As Neil points out, this is not possible with an std::queue . It would, however, work with sequences like a deque , list , set or vector (anything that has begin() and end() ).

If you want to do it with a queue , do it like this:

1. Remove the first element from the queue (using pop ).
2. Compare the score to the new first element in the queue (access the first element using front ).
3. If the score is greater, insert the element again at the back (using push ), otherwise discard it.
4. Again from 1. until you have the first element at the front again.

To make sure you do not process any element twice, you can do this in a loop that counts up to the original size of the queue.

Answer 2

A queue is not the right object for this type of thing. You should use either a priority queue, or a custom queue wrapping a linked-list that would allow you to-do such an operation. The STL's queue implementation requires that you only access the front and back elements, and accessing any other elements requires the removal of any objects between the front-most element and the element right before the desired element you want from the queue. So there would be quite a hassle pulling out a bunch of temporary objects, and then pushing them back in, in order to compare the objects and see which ones should be removed.

The priority queue on the other-hand is already sorted internally, so the front and back objects would either be the largest and smallest objects in the queue, or vice-versa. All other objects in-between would also be sorted. So as you pop elements off the front of the queue, they would come off in an increasing or decreasing order, depending on what comparison function you've initialized the priority queue with.
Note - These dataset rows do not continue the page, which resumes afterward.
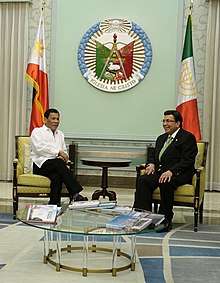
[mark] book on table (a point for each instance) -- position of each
(96, 204)
(135, 220)
(42, 213)
(84, 204)
(130, 221)
(156, 218)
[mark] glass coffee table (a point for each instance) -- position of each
(91, 226)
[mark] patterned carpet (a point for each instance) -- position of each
(178, 256)
(181, 255)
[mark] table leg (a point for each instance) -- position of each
(104, 185)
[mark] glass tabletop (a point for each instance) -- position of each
(82, 222)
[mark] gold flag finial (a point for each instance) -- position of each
(43, 5)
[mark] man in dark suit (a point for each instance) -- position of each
(170, 165)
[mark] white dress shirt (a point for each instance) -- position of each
(46, 145)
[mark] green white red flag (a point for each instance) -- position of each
(187, 96)
(37, 76)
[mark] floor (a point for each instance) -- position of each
(125, 197)
(19, 262)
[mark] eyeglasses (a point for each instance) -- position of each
(168, 121)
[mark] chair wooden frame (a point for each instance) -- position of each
(198, 198)
(28, 189)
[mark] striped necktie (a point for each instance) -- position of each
(166, 144)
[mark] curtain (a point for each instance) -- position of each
(212, 96)
(13, 62)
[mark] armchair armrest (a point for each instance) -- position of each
(70, 165)
(139, 168)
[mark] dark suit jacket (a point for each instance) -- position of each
(179, 157)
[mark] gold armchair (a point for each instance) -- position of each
(26, 184)
(188, 195)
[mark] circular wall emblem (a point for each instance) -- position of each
(114, 55)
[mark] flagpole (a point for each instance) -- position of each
(43, 5)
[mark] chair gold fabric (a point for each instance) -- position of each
(188, 195)
(26, 184)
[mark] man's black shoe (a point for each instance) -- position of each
(164, 226)
(80, 198)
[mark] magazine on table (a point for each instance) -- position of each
(42, 213)
(156, 218)
(132, 221)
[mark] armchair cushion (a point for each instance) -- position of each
(191, 195)
(26, 184)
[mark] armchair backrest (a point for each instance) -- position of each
(201, 155)
(23, 149)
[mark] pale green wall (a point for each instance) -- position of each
(86, 111)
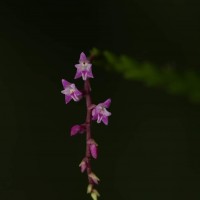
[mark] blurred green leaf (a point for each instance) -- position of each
(185, 83)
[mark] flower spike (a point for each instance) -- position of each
(94, 112)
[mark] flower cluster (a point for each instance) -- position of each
(97, 113)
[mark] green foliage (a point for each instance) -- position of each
(185, 82)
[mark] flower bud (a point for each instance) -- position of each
(93, 147)
(93, 150)
(94, 194)
(94, 178)
(83, 165)
(77, 129)
(89, 188)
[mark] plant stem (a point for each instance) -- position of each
(88, 126)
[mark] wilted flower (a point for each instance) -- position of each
(83, 165)
(70, 91)
(77, 129)
(94, 194)
(84, 68)
(93, 148)
(100, 113)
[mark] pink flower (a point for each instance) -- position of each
(84, 68)
(77, 129)
(83, 165)
(100, 113)
(94, 178)
(93, 148)
(70, 91)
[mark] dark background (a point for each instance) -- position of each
(150, 150)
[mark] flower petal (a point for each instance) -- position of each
(107, 103)
(105, 120)
(93, 150)
(83, 57)
(67, 99)
(94, 178)
(65, 83)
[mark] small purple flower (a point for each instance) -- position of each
(83, 165)
(70, 91)
(77, 129)
(84, 68)
(100, 113)
(94, 178)
(93, 148)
You can read-up on the use of a priority queue here at cplusplus.com .

Answer 3

I think the algorithm is something like the following:

1. Get the current size of the queue, call it N.
2. pop 1 element, call it Prev
3. push Prev
4. repeat N-1 times
   1. pop element, call it Cur
   2. if Cur >= Prev, push Cur
   3. set Prev = Cur

Basically rotate through the entire queue, but only push back the elements that compare favorably with the preceeding one.